Anzi, nel libro egli porta vari esempi di percorsi argomentativi diversi dal suo svolti da filosofi che pure erano partiti da premesse condivise e nell’ambito del pensiero che fa capo a Tommaso d’Aquino.
Accenneremo a due di questi esempi.
Anthony Kenny, inglese, sacerdote cattolico, studioso specialista di Tommaso, proprio analizzando le cinque vie si è convinto che esse non sono valide, e a seguito di questa convinzione, ha perso la fede ed è diventato agnostico, abbandonando conseguentemente la funzione di sacerdote.
Emanuele Severino, docente all’Università cattolica di Milano, dissentendo da suo collega Gustavo Bontadini riprende il discorso di Parmenide e rileva che solo l’essere esiste mentre il non essere non può esistere. Il che comporta che il divenire, che ammette il passaggio dal non essere all’essere e viceversa, è contraddittorio; e di conseguenza non può esistere. A seguito di questa presa di posizione, Severino abbandonerà coerentemente l’insegnamento alla Cattolica.
Osserveremo così che Enrico Berti, pur avendo manifestato con grande coraggio intellettuale (cosa inusuale fra gli accademici) le sue convinzioni, rimane sempre aperto ad ogni possibile confronto critico e disponibile a riesaminare sia le tesi proprie che quelle altrui, ripercorrendo con rinnovato impegno le vie che conducono dal divenire all’Assoluto, scritto da lui con la A maiuscola senza escludere che possa essere scritto con la a minuscola. Per questo lo considereremo un vero maestro e, pur addolorati per la sua scomparsa avvenuta nei primi giorni di gennaio del 2022, continueremo a seguirlo come se fosse ancora tra noi.
Come umile omaggio alla sua memoria chi scrive si permette di consigliare la lettura di questo libro: un prezioso strumento per tutti coloro che, filosofi o non filosofi, amano sinceramente la ricerca della verità: senza pregiudizi e senza condizionamenti di nessuna autorità che non sia quella della ragione.
Enrico Berti (Valeggio sul Mincio 3 novembre 1935 – Padova 5 gennaio 2022), Accademico dei Lincei. Fu docente di storia della filosofia e Direttore del Dipartimento di Filosofia dell’Università di Padova. Insegnò anche nelle università di Ginevra, di Bruxelles, di Santa Fé (Argentina) e alla facoltà di Teologia di Lugano.
È stato uno degli studiosi più apprezzati a livello internazionale della filosofia di Aristotele.
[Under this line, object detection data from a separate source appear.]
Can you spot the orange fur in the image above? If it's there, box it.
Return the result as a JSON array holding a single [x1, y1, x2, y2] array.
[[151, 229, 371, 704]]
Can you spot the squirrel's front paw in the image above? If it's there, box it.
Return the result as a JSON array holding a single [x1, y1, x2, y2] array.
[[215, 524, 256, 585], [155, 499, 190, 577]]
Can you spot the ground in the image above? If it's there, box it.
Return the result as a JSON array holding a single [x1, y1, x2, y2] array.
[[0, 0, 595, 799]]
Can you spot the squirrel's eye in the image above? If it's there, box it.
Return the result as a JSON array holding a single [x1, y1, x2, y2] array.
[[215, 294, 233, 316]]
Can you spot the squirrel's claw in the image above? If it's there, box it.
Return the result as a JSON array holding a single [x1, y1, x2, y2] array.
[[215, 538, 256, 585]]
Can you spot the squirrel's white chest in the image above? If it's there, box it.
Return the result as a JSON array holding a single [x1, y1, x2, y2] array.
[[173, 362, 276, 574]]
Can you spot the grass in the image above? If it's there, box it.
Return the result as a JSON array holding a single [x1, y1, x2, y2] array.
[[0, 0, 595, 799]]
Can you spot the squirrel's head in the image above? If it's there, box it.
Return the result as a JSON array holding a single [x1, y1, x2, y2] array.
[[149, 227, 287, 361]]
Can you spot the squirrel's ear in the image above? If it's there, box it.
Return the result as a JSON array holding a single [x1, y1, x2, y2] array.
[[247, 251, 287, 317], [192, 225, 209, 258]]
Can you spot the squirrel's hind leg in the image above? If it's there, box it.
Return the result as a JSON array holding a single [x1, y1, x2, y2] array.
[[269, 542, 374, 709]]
Tra le sue opere più recenti: Studi aristotelici (2012); Contraddizione e dialettica negli antichi e nei moderni (2015) Tradurre la metafisica di Aristotele (2017); Invito alla Filosofia (2022).
“Absence of evidence is not evidence of absence” (Carl Sagan)
Carissimo professore,
la ringrazio sentitamente per l’attenzione che ha voluto prestare a questo mio modesto scritto.
Condivido del tutto la citazione dell’astrofisico Carl Sagan da lei riportata: l’assenza di prove non dimostra l’assenza.
Credo che essa sia anche in linea col pensiero di Enrico Berti: sempre attento a individuare, razionalmente, quanto di comune si riscontra in contesti diversi della ricerca del vero.